© 1999 by The Society for Integrative and Comparative Biology
Evolutionary Physiology of Closely Related Taxa: Analyses of Enzyme Expression1
*Division of Molecular Biology and Biochemistry, University of Missouri Kansas City Kansas City, Missouri 64110
Department Ecology & Evolutionary Biology, University of California Irvine, California 92697
Lilly Research Laboratories, CNS Discovery Bldg. 48, Drop Code 0510, Indianapolis, Indiana 46285-0510
Correspondence: 2 E-mail: crawd{at}cctr.umkc.edu
Comparative biochemistry and physiology offer the advantage of specifically defining the functional parameters or traits that affect an organism's performance (e.g., amino acids that affect Km, enzymes that affect metabolism). By combining these functional determinations with both intraspecific and phylogenetically appropriate analyses, comparative biologists can indicate that a trait is biologically important by demonstrating that it is evolving by natural selection.
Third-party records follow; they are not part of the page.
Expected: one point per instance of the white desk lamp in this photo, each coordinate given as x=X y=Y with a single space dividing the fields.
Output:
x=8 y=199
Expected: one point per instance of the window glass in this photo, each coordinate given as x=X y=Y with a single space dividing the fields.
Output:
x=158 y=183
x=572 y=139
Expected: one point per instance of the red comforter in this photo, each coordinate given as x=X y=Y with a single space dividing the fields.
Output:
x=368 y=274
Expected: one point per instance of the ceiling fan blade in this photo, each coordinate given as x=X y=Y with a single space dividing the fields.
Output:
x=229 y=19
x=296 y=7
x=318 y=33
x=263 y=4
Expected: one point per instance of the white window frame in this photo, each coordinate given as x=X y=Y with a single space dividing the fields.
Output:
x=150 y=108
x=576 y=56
An evolutionary approach may benefit from the analysis of variation within and among closely related species. The advantages of analyzing closely related species are that they allow one to identify more definitively the derived conditions and suggest why differences arose. Importantly, there is substantial variation in physiological and biochemical traits within and among closely related species. For example, among species within a single genus of teleost, Fundulus, the variation in enzyme expression is similar to the variation seen among most superorders of teleost. However, most of the variation within the genus Fundulus is most readily explained by evolutionary distance, and thus there is no compelling reason for further adaptive hypotheses. Extending this observation, the greater the phylogenetic distance between taxa in a comparative study, the more likely there will be a statistically significant difference that may only represent evolutionary time. The molecular mechanisms affecting adaptive variation in enzyme expression appear to be readily altered and may vary within a species or between acclimation conditions. Thus, studies among closely related organisms are more likely to identify the specific molecular or biochemical changes responsible for adaptive variation.